Fifth, there is a focus on structural and strategic changes in university systems and the changes in power relationships, which might also impact academic identity. For instance, Gebreiter (2022) investigates the effects of university corporatisation on accounting academics in a research-intensive English business school that embraced managerialist and marketised approaches to Higher Education. The paper connects this transformation of the accounting department to the growing emphasis on research and teaching performance management measures in the English higher education system. Habersam et al. (2021) investigate the implementation of a calculative regime for higher education systems, highlighting the conditions and unintended consequences that occur over time in the development of the Austrian higher education systems. They find that the dynamics initiated by new calculative regimes need a sensitive framework to handle dissent, resistance, tactical behaviours and changes in power relations between actors and organisational levels. Argento and van Helden (2023) also question the risk of an identity shift caused by the dominance of journal ranking as an indicator of research quality. Parker et al. (2023) discuss neoliberal policies that impact Australia’s public higher education system, creating a “financial crisis” with tens of thousands of university staff losing their jobs and courses being cut. The quantified performance metrics associated with the accountingisation of individual academic and university performance have become universities' new language, where revenue generation and expenditure have been privileged over contributing to the nation and society.
Having established recent developments in the literature, we see how these trends point to future research avenues on performance measurement and management in universities.
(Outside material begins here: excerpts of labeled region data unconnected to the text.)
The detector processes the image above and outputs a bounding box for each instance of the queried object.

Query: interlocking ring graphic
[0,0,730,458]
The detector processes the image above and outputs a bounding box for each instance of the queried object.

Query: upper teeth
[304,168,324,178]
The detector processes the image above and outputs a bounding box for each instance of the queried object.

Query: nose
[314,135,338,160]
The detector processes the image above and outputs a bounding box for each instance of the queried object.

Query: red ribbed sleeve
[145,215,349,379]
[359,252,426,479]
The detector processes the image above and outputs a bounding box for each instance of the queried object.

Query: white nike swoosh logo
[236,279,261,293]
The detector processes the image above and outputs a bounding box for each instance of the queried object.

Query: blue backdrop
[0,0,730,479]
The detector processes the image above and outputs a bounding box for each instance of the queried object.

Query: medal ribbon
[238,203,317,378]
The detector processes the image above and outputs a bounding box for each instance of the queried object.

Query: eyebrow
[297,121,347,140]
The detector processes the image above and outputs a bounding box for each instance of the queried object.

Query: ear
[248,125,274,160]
The first avenue is linked with PMM implementation strategies associated with the policies imposed by external evaluation of universities. Further insights could be developed by considering the US and New Zealand experience and comparative experiences, in line with Chatterjee et al. (2020), to strengthen results in and amongst countries other than Oceania and Europe. Further, while the research shows a consistent number of authors from the UK and Australia, followed by the US, Italy and a few other European countries, many other countries are not represented.
There is room to problematise how universities can tailor their internal PMM strategies beyond the specific requirements and expectations by external evaluation policies, balancing the need to meet standards and leverage PMM as a tool for improvements. Ensuring alignment with accreditation standards demonstrates the university’s commitment to meeting recognised benchmarks for quality and performance. Nonetheless, the accreditation standards implicitly set criteria that can lead to unintended consequences, sometimes threatening the role and identity of academics (Gendron, 2015; Argento et al., 2020).
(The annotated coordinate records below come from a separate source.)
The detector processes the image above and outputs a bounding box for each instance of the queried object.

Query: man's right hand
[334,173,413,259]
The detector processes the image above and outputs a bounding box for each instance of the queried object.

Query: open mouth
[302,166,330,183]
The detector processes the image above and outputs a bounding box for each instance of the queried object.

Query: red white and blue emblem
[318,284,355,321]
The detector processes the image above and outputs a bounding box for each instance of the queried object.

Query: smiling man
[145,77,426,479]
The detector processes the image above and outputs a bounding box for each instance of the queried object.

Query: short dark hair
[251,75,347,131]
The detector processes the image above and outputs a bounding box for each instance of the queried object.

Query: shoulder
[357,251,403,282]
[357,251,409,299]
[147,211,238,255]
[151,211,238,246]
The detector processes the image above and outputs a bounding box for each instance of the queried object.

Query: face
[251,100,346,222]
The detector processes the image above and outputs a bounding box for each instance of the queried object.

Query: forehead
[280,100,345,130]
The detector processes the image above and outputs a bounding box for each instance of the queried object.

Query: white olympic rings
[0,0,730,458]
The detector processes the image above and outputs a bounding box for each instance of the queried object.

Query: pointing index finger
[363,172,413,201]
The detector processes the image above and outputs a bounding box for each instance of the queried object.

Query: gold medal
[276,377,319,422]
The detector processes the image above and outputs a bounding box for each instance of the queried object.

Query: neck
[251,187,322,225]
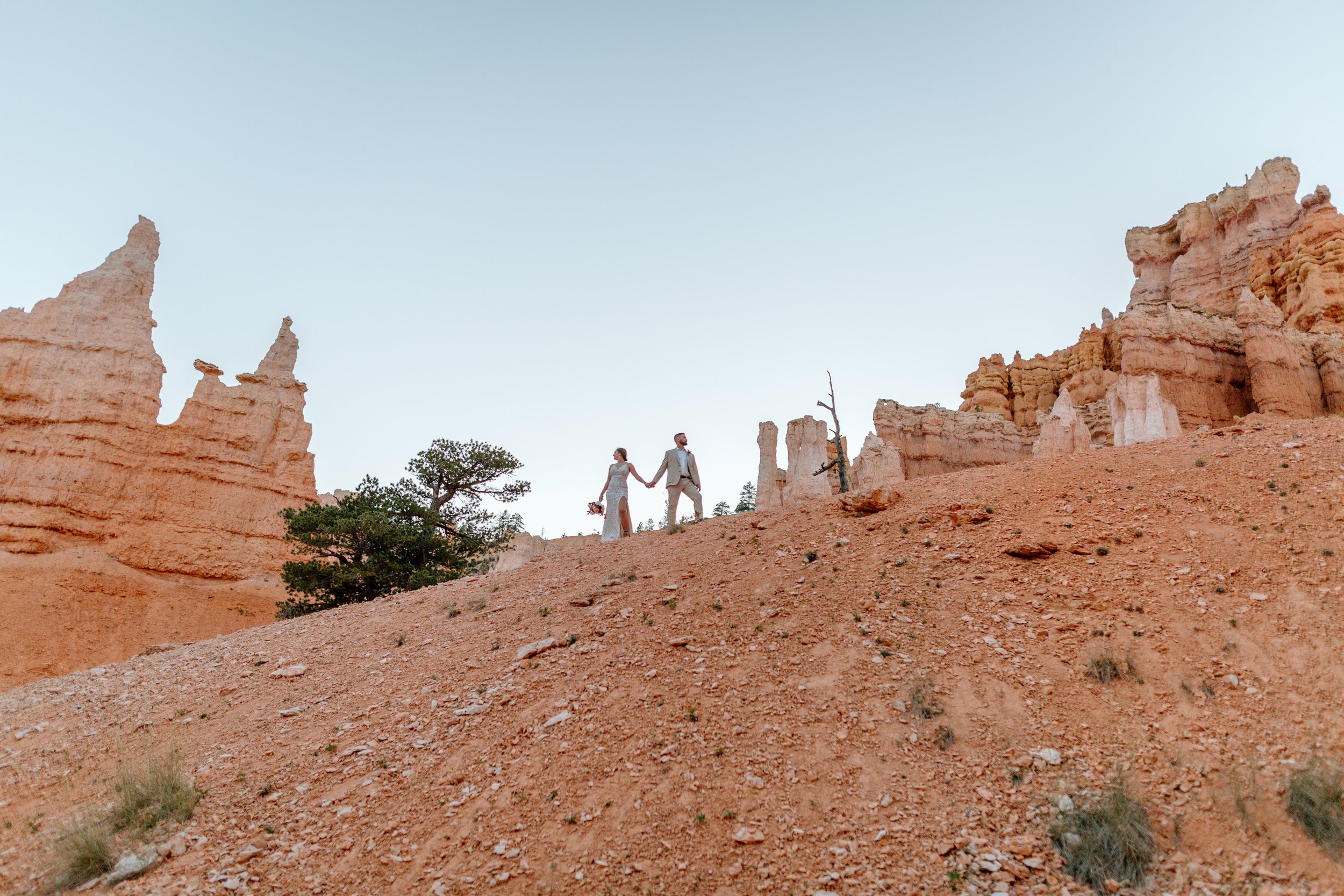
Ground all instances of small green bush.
[1050,779,1153,893]
[1088,649,1134,685]
[112,751,203,832]
[53,821,117,891]
[1288,756,1344,857]
[910,678,942,719]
Integrating these external performance measures and policies with the university’s strategic planning process is a double-edged sword: on one side, it ensures that performance goals align with external evaluation criteria; on the other side, it reinforces the strategic relevance of PMM efforts for external assessment and makes PMM less meaningful to support autonomous decision-making, to understand tailored risks and uncertainty and to contrast commercialisation and publication game in academia.
It is worth investigating how a strong emphasis on teaching and learning outcomes is often a component of external evaluation standards. It challenges the university’s compliance with an evaluation mechanism, often including student outcomes assessment, with limited consideration of contextual factors.
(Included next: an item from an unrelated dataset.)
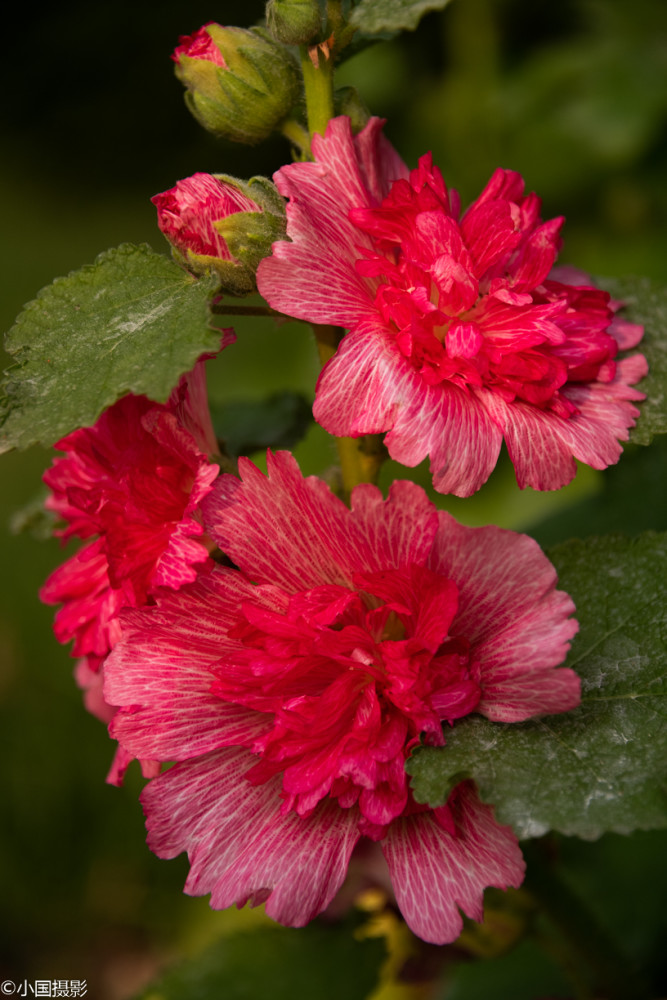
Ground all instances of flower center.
[212,565,480,838]
[350,156,616,417]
PMM implementation strategies, associated with the imposed external evaluation policies, question the role of accountability and the reporting frameworks. Implementing reporting mechanisms based on external evaluation criteria requires universities to focus on a specific kind of accountability and reports, whilst other accountability and reporting tools may be neglected or reduced. Future research might consider stakeholders' role in redesigning internal PMM strategies and systems to be more inclusive and reflective of the university community’s multiple perspectives (faculty, students and administrators).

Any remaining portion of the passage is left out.